(Note that the concept of a first pick of the draft is not interchangeable with a first round pick. Jim Kelly, for example, was a first round pick. But he wasn't the Bills' first pick of the draft, because the Bills chose a TE two picks earlier.)
During the post-Polian/pre-Nix era, the Bills have used first picks of the draft on the following DBs:
- Thomas Smith. Result: seven years of decent play
- Jeff Burris. Result: left the team after four years. Had a ten year career.
- Antoine Winfield. Result: left the team after five years. Had a thirteen year career.
- Nate Clements. Result: left the team after six years. Has had an eleven year career thus far.
- Donte Whitner. Result: bust
- Leodis McKelvin. Result: bust
There are no success stories on the above list. Some of the DBs left early because they were busts, and some left early because the team decided to let them go first-contract-and-out. Either way, first round DBs didn't stay long. The Bills responded by using early picks on the replacements for those DBs.
In the post-Polian/pre-Nix era, the Bills have used first picks of the draft on the following RBs:
- Antowain Smith. Result: bust
- Willis McGahee. Result: disappointment
- Marshawn Lynch. Result: bust
The above list would be longer if it included Travis Henry (second round) and Spiller (a Nix pick). Also, Butler only used one first or second round pick on a RB, which means he used early picks on RBs at a much lower rate than TD or Marv. (Which is one of the things Butler did right.) Needless to say, there are no success stories on the above list.
I'm not suggesting that it's always a mistake for a team to use a first round pick on a RB or DB. If Antoine Winfield, for example, had been retained for the entirety of his career, he would have represented an excellent use of the Bills' first round pick. The reason Antoine Winfield didn't become a success story for the Bills was because of their strategy of allowing their best DBs to go first-contract-and-out.
During the post-Polian era, the Bills have had severe problems at QB and on the offensive line. They used three first round picks on the QB position: Rob Johnson, Drew Bledsoe, and JP Losman. One of those was a trade for another team's aging backup, and did not represent a real effort to find a long-term solution to the problem at QB. That means just two first round picks were used on attempts to find a long-term answer at quarterback, as opposed to nine on DBs + RBs. Similarly, only two first round picks were used on OTs during the post-Polian era, despite the fact the Bills' offensive line has typically been disappointing at best during that time.

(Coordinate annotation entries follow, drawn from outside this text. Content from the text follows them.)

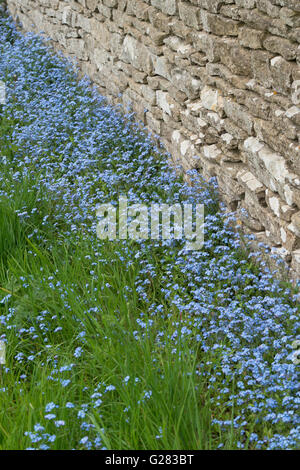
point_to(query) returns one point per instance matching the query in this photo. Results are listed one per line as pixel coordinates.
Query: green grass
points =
(180, 402)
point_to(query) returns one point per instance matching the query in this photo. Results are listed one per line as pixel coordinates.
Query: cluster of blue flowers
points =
(229, 308)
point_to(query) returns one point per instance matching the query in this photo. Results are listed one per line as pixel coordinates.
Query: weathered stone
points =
(217, 79)
(218, 25)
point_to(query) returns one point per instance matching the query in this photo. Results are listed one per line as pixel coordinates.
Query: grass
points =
(123, 345)
(112, 352)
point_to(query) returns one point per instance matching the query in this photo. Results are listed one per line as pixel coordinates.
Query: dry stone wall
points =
(216, 79)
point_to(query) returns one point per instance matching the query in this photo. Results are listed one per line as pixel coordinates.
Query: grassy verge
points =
(123, 345)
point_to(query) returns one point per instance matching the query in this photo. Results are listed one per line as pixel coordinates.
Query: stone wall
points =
(217, 79)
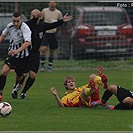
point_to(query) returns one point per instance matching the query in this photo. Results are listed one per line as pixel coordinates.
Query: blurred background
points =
(99, 32)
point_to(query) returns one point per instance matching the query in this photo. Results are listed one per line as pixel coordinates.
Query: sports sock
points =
(51, 58)
(107, 94)
(28, 84)
(2, 82)
(42, 60)
(22, 80)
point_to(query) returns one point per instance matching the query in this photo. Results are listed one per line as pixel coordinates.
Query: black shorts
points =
(50, 39)
(20, 65)
(34, 62)
(122, 93)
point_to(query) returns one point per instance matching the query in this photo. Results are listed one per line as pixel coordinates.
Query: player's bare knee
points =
(128, 100)
(112, 88)
(32, 75)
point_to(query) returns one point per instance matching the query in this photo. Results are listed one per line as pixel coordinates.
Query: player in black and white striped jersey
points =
(20, 45)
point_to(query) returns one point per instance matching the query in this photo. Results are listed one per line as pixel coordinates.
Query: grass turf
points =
(40, 112)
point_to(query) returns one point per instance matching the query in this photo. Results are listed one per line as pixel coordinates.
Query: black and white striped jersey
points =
(18, 37)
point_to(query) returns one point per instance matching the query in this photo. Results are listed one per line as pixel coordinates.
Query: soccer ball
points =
(5, 109)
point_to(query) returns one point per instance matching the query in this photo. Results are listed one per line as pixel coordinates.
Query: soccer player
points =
(50, 15)
(81, 96)
(38, 28)
(20, 41)
(124, 96)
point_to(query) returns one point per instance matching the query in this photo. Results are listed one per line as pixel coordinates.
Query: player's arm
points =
(27, 41)
(2, 38)
(99, 70)
(54, 92)
(48, 26)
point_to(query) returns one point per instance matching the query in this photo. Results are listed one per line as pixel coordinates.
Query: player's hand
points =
(105, 81)
(92, 84)
(12, 52)
(67, 17)
(53, 91)
(99, 70)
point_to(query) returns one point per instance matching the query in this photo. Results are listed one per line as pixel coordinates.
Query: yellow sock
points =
(88, 91)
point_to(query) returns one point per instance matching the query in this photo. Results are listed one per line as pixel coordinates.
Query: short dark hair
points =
(16, 14)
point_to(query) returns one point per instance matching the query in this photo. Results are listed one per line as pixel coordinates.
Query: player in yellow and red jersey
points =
(81, 96)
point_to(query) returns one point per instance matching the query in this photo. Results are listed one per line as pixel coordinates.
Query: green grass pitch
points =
(40, 112)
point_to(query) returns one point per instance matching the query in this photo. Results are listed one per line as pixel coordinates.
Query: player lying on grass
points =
(124, 96)
(81, 96)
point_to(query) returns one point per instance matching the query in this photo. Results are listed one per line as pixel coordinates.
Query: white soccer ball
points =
(5, 109)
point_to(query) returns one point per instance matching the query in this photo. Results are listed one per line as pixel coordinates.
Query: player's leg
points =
(34, 66)
(53, 45)
(44, 47)
(30, 81)
(85, 96)
(5, 70)
(125, 98)
(43, 58)
(50, 61)
(112, 89)
(21, 70)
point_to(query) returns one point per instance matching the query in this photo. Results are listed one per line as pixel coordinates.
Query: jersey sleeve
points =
(26, 32)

Bill from NYC's opposition to using early picks on RBs or DBs is a rational response to the last 20 years of Bills' history. The number of early picks used on those positions has been excessive, and not once during the post-Polian/pre-Nix era has any first round DB or RB resulted in a success story. The team has had very severe problems elsewhere--especially at QB and on the OL--because too many picks were squandered on RBs and DBs.

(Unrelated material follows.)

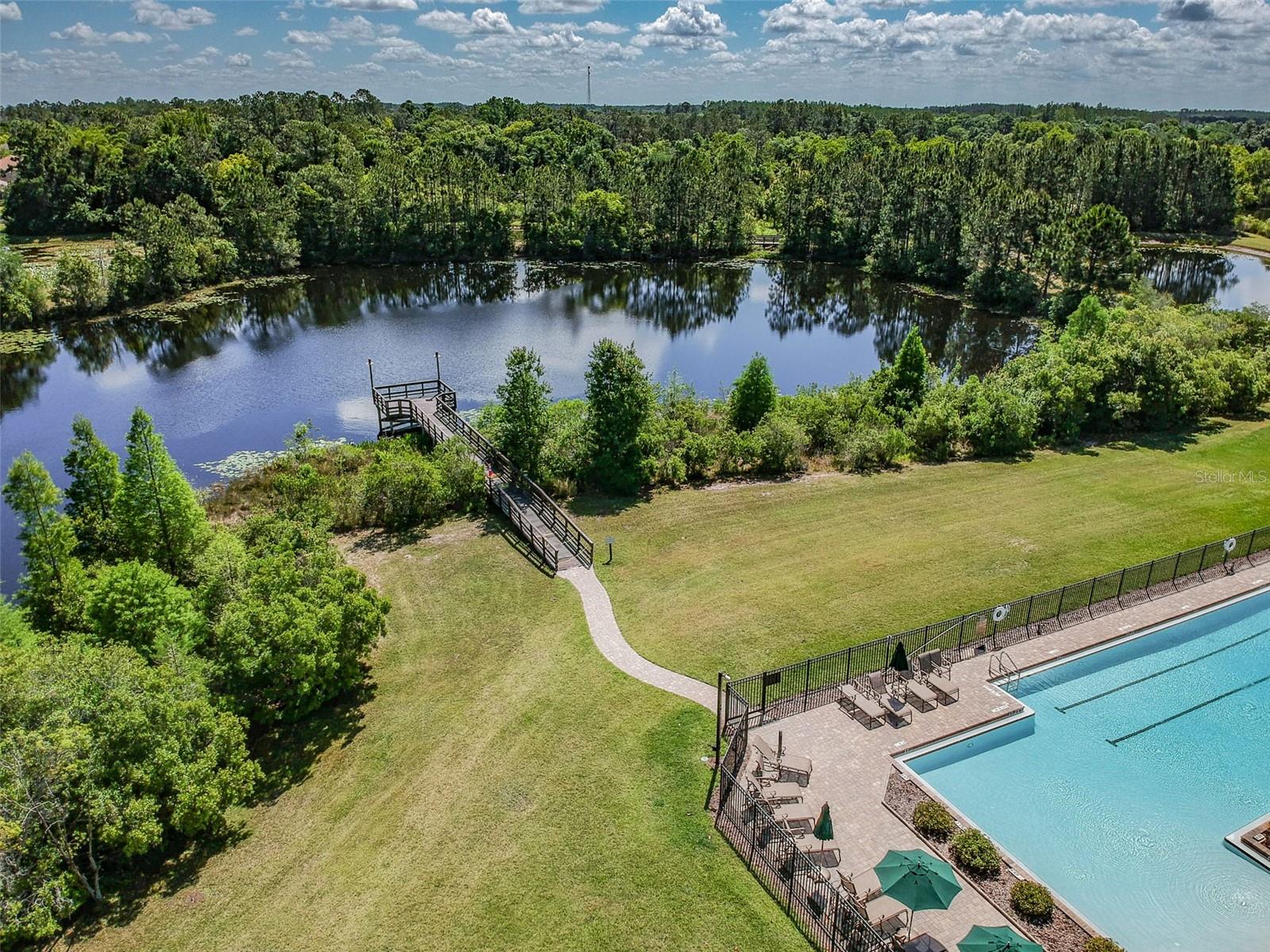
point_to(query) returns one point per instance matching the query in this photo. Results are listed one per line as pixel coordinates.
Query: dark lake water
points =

But just because Nix has used first round picks on a RB and a DB, does not necessarily mean he's falling into the same trap as his predecessors. One of the reasons the post-Polian first round RBs were busts was because none of them were anything special at catching passes out of the backfield. Spiller might be. He also seems like a faster, more elusive runner than the other post-Polian first round RBs.
The problem with post-Polian DBs has been that even when a first round pick was successful (a good player) it was still a failure (first-contract-and-out). Thus far, Nix has been very good at keeping the players worth keeping. This means that if Gilmore plays well, there's a chance he'll be retained for most or all his career.
If Spiller and Gilmore turn into success stories, they will do two things. 1) Strengthen the team at RB and DB, respectively. 2) Discourage the team from using first round picks on RBs and DBs, thereby freeing those picks up for use elsewhere.